Our story: Discovering the future of North America
Our vision began with the realization that the Paint Rock Valley might help us understand the future of North America’s forests — and our own human future, as well.
The southeastern states are the storehouse for eastern North America’s diversity. As climate change and glaciers repeatedly wiped out life on much of the continent, the Deep South protected the seeds that revived those forests, grasslands and streams as climate warmed again. Paint Rock is on the leading edge of this vital life exchange. It sits in the center of North America’s deciduous forest diversity, its aquatic diversity, its cave diversity. The unusually rich biodiversity and genetic inheritance of this region helps explain the 10,000-year-old human heritage written into the landscape here.
That’s why, in 2007, The Nature Conservancy began working with the world’s leading evolutionary biologists — including UCLA’s Stephen Hubbell, researchers at the Smithsonian Institution, and Harvard’s E.O. Wilson — to develop a research center in Paint Rock. We wanted to better understand and share the story of Southeastern biodiversity so the Southeast could once again share its diversity with the rest of the country as climate changes again.
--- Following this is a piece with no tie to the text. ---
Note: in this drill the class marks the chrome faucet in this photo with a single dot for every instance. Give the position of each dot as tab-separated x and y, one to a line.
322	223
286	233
A decade later, the Paint Rock Forest Research Center non-profit was created and launched the largest forest dynamics study of its kind in North America on The Nature Conservancy’s 4,000-acre Sharp Bingham Preserve, alongside a 20-acre residential campus operated by the Research Center. Other researchers and research followed, and we now facilitate ground-breaking studies in aquatic life, cave-life, bird life, and the restoration of some of the nation’s most important lost ecosystems — shortleaf pine savannas, native bamboo canebrakes, and river-side forests and grasslands. We’re discovered species new to science and rediscovering species once thought extinct.
We recognize the future of those forests is inseparable from people, just as our future is inseparable from the forest. So we began our census in collaboration with Alabama A&M University, training a new and more diverse generation of researchers and students of natural history. Our team now includes faculty and students from University of Alabama, Jacksonville State University, University of Georgia, University of West Alabama, University of Alabama Huntsville and many other regional and national institutions.